## Connecting to a NoSQL Server with Python
## Elastic Search

In [1]:
from elasticsearch import Elasticsearch
from elasticsearch_dsl import Search
import certifi
import json
import csv
import pandas as pd
from tqdm import tqdm

In [2]:
#####  Parameters ################
index_name = 'index_name'
type_name = 'type_name'
csv_file = "base_ids.csv"
json_file = "results.json"
##################################

In [None]:
# Connecting to Elastic Search
try:
    es = Elasticsearch(
        ['server.us-east-1.aws.found.io'],
        http_auth=('user_login', 'user_pass'),
        port=port, #9243
        use_ssl=True,
        verify_certs=True,
        ca_certs=certifi.where(),
        )
    print ("\nConnected to ElasticSearch"), es.info()

except Exception as ex:
    print ("\nError to connect to ElasticSearch:"), ex


In [None]:
# Get ids that was already downloaded
df = pd.read_csv(csv_file)
base = list(df.Ids.unique())
print("\n")
print("File '%s' imported" % csv_file)
print("Number of rows: "+str(len(base)))

print("\n")

In [None]:
# Get and compare the existing Ids at Elastic Search

print("Starting to get Ids from server")
s = Search(using=es, index=index_name, doc_type=type_name)
s = s.source([])
ids_total = [h.meta.id for h in s.scan()] 

print("\n")
print("ElasticSearch has %s Ids" % len(ids_total))
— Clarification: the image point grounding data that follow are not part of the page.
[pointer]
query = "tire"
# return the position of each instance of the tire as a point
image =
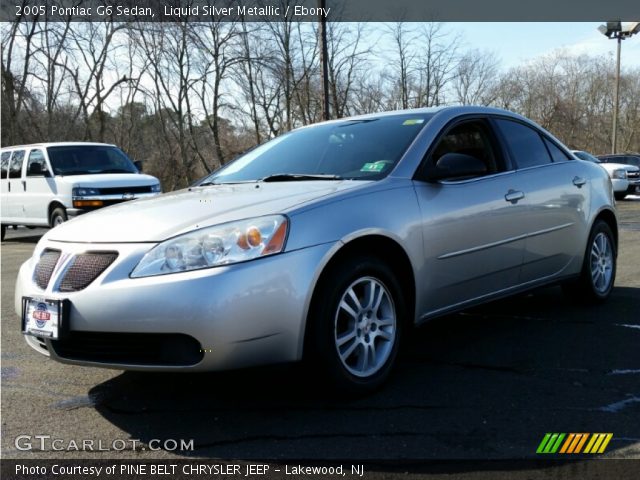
(354, 336)
(598, 267)
(58, 216)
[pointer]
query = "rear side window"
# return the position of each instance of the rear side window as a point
(4, 164)
(469, 138)
(556, 154)
(525, 144)
(36, 156)
(15, 165)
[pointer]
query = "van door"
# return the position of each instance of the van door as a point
(14, 195)
(4, 185)
(39, 189)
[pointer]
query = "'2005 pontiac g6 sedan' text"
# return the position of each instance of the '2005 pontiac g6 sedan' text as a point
(326, 243)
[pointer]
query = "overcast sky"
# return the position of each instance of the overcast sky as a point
(515, 43)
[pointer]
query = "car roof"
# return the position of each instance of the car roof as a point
(448, 112)
(57, 144)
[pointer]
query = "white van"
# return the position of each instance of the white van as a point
(44, 184)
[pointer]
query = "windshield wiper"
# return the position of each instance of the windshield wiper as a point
(116, 170)
(294, 177)
(211, 182)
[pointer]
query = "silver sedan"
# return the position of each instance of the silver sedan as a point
(327, 243)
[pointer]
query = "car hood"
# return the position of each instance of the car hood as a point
(106, 180)
(158, 218)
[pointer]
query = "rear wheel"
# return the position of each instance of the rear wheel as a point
(356, 325)
(599, 266)
(58, 216)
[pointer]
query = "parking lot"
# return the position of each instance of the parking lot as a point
(485, 383)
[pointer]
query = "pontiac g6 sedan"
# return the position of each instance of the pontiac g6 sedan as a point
(326, 243)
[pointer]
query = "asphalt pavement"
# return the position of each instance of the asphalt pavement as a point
(487, 383)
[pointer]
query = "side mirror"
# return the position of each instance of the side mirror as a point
(456, 165)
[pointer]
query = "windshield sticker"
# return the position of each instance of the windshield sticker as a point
(374, 167)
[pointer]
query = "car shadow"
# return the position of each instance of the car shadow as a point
(487, 383)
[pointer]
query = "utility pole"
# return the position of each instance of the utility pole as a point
(324, 61)
(615, 30)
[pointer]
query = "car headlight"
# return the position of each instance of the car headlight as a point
(620, 174)
(214, 246)
(84, 192)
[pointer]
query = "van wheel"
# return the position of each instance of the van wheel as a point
(356, 325)
(58, 216)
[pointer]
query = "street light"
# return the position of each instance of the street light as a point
(617, 31)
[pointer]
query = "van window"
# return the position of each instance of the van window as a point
(89, 159)
(15, 166)
(36, 156)
(4, 164)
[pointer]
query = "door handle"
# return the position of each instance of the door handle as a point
(579, 181)
(513, 196)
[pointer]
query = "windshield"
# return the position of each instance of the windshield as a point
(627, 160)
(89, 159)
(364, 149)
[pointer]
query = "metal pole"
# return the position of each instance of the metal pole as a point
(324, 56)
(614, 135)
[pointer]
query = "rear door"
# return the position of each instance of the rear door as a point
(14, 187)
(39, 188)
(558, 199)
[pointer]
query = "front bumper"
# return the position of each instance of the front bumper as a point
(634, 187)
(237, 316)
(106, 201)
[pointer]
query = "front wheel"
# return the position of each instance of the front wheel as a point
(356, 324)
(598, 267)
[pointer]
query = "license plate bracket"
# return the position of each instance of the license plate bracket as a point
(44, 317)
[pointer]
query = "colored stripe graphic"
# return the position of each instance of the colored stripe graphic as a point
(567, 443)
(581, 443)
(543, 443)
(573, 443)
(606, 441)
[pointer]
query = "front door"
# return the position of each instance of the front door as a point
(474, 229)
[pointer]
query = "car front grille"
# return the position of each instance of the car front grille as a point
(147, 349)
(45, 267)
(84, 269)
(123, 190)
ids=list(set(ids_total)-set(base))
print('\n')
print("Total of new rows: "+str(len(ids)))

# You can limit the n ids
#n=50000
#ids=ids[0:n]
#print(len(ids))
#res= es.get(index=index_name,doc_type=type_name,id=i))
print("\n")
print("Starting to get the new rows")


In [None]:
# Capture information for each new Id
json_antigo = json.load(open(json_file))

data=[]
for i in tqdm(ids):
    
#    print(i)
#    print("\n")
    data.append(es.get(index=index_name,doc_type=type_name,id=i))

print("\n")
print("Retrieved %s logs" % len(data))

print("\n")
#print(data[0])

In [None]:
# Update local JSON file
with open(json_file, 'w') as file:
    json.dump(data+json_antigo, file)
print("Ficheiro '%s' atualizado com sucesso!" % json_file)
print("\n")



In [None]:
# Update base_ids with the new ids

base_ids = open(csv_file, "a")

for i in ids:
    base_ids.write(str(i)+"\n")     
base_ids.close()
print("File was '%s' successfully updated!" % csv_file)
print("\n")